Leo begann, an die verrückte Idee mit der CNC-Fräse zu glauben, sie ließ ihn nicht mehr los. Doch zu welchem Preis? Die Kosten für das Verfahren sind sehr hoch, man muss viel Zeit und Geld investieren, um diese Formen aus 7075-Aluminium herauszufräsen. Es mussten Lösungen her. Wie lange es nun dauert „The MACHINE“ zu fräsen, ist ein gut gehütetes Geheimnis. Aber auch für Pole ist Zeit Geld, deshalb setzte sich Leo mit neuen 3D-Programmen auseinander, um den Rahmen CNC-freundlicher zu machen, das Design zu optimieren und die Wanddicke zu kontrollieren. Wenn man ihn fragt, warum sich die Branche nicht früher mit dieser Technologie auseinandergesetzt hat, bekommt man eine klare Antwort: „Es ist nicht einfach, in der Bike-Industrie einen Fuß in die Tür zu bekommen. Es ist leichter, wenn man Teile herstellt, aber ganze Bikes zu produzieren, ist viel schwieriger, man muss sehr viel investieren. Ich ticke da vielleicht etwas anders als viele Leute. Ich vertrete starke Werte und habe klare Vorstellungen davon, wie die Dinge laufen sollen.“

Die Zyniker mögen sagen, Poles jüngste virale Story über den Verzicht auf Carbon als Werkstoff setze auf den Umwelt-Joker und sei nichts anderes als cleveres Marketing. Auch hier hält Leo mit seiner Meinung nicht hinterm Berg: „Wir wollen einfach keinen unnötigen Schaden verursachen. Wir Menschen machen nichts anderes, als natürliche Ressourcen zu konsumieren.
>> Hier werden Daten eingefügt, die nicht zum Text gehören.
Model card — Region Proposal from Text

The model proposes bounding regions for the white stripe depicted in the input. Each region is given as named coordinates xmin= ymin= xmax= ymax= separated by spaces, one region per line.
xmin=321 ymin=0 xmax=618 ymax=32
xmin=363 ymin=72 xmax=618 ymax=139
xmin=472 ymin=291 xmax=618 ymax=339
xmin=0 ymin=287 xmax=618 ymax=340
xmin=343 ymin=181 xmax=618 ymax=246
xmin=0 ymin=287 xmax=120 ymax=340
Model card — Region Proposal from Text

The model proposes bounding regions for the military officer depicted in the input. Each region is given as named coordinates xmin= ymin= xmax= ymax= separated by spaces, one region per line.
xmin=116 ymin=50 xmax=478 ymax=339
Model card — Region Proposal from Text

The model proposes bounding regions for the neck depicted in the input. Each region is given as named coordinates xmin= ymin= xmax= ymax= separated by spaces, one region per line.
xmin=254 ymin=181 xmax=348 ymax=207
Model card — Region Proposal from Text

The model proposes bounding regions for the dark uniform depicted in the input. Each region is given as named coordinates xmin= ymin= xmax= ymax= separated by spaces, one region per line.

Als wir unser Unternehmen gründeten, schrieben wir einen Business-Plan, ein Konzept, wie wir arbeiten wollen, und das hat sich in der ganzen Zeit nicht verändert. Der Business-Plan war keine To-do-Liste, sondern eine Sammlung von Zielen, und eines davon lautete schlicht und einfach, das beste Bike der Welt bauen. Das beste Bike der Welt muss schnell sein, haltbar, und am wichtigsten: ethisch vertretbar. Und heute können wir sagen: Der MACHINE-Rahmen ist schnell, er ist haltbar, und vor allem ist er ethisch vertretbar.“

Im Geschäftsleben ist es manchmal wie in der Geschichte von Ikarus: Ein Unternehmen kann zu früh zu hoch fliegen. Pole hatte mit der Finanzierung zu kämpfen. „Unser Problem ist, dass wir immer alle unsere Bikes komplett ausverkauft haben“, erklärt Leo. „Deshalb müssen wir wachsen, wir brauchen mehr Geld. Die Produktionszeit in Taiwan ist ein halbes Jahr ab dem Zeitpunkt, zu dem wir das Go geben, und bevor wir das tun können, brauchen wir das Geld. Deshalb zahlen sich die Investitionen nur langsam aus. Viele Investoren scheuen die Bike-Branche, weil sie woanders schneller Geld verdienen können, z. B. mit Software oder Gaming. Ein Bereich, in dem wir uns auskennen, ist die Highend-Bike-Industrie. Schau dir Tesla an: Deren Erfolge und Zahlen sind besser als die von General Motors, obwohl Tesla nur einen Bruchteil des Volumens produziert. Ich kann mir nicht vorstellen, ein Bike zu konzipieren, dass einfach nur okay ist – dafür bin ich viel zu leidenschaftlich dabei. Die Leute, die ihren Umsatz mit gewöhnlichen Sportbikes machen, die können von mir aus nach Taipeh gehen und mit dem Finger auf das zeigen, was sie wollen. Wir bei Pole wollen aber einfach das beste Produkt bauen.“

Leo’s neues Bike besticht nicht nur durch sein innovatives Rahmendesign, es stellt auch die Arbeitsweise der gesamten Industrie in Frage. Große Marken müssen jedes Jahr aufs neue ihre Produktionszahlen abschätzen und gehen dabei ein großes finanzielles Risiko ein. Pole dagegen produziert das MACHINE erst bei Bestellung und hat keine Räder auf Lager. Das ist eine Traumvorstellung für alle Marken und ihre Vertriebsmitarbeiter. Es reduziert nicht nur Kosten, sondern garantiert auch stabile Preise und schützt vorm Verramschen der Ware im Abverkauf. Ein Problem mit dem speziell kleinere Bike-Shops sehr zu kämpfen haben.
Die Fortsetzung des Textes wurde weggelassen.